We report that the adhesion receptor P-selectin can be metabolically labeled with [3H]palmitic acid in human platelets. Analysis of alkaline methanolysis products from labeled protein demonstrated that the radioactivity associated with P-selectin was covalently bound palmitic acid. [3H]Palmitic acid was cleaved by hydroxylamine treatment at neutral pH and by reducing agents, indicating that acylation occurred through a thioester linkage. Both stearic acid and palmitic acid were detected by gas chromatography-mass spectrometry analysis of alkaline hydrolysates of purified P-selectin. Deletion or mutation of Cys766 eliminated [3H] palmitic acid labeling of P-selectin in transfected COS-7 cells. We conclude that the cytoplasmic domain of P-selectin is acylated at Cys766 through a thioester bond. Fatty acid acylation may regulate intracellular trafficking or other functions of P-selectin.

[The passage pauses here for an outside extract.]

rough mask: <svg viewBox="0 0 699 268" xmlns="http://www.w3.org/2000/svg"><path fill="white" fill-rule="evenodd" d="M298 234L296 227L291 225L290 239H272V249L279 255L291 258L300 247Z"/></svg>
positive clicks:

Cytoplasmic domain of P-selectin (CD62) contains the signal for sorting into the regulated secretory pathway.

P-selectin (CD62), formerly called GMP-140 or PADGEM, is a membrane protein located in secretory storage granules of platelets and endothelial cells. To study the mechanisms responsible for the targeting of P-selectin to storage granules, we transfected its cDNA into COS-7 and CHO-K1 cells, which lack a regulated exocytic pathway, or into AtT20 cells, which are capable of regulated secretion. P-selectin was expressed on the plasma membrane of COS-7 and CHO-K1 cells but was concentrated in storage granules of AtT20 cells. Immunogold electron microscopy indicated that the electron-dense granules containing P-selectin in AtT20 cells also stored the endogenous soluble hormone ACTH. Activation of AtT20 cells with 8-Br-cAMP increased the surface expression of P-selectin, consistent with agonist-induced fusion of granule membranes with the plasma membrane. Deletion of the last 23 amino acids of the 35-residue cytoplasmic domain resulted in delivery of P-selectin to the plasma membrane of AtT20 cells. Replacement of the cytoplasmic tail of tissue factor, a plasma membrane protein, with the cytoplasmic domain of P-selectin redirected the chimeric molecule to granules. We conclude that the cytoplasmic domain of P-selectin is both necessary and sufficient for sorting of membrane proteins into the regulated pathway of secretion.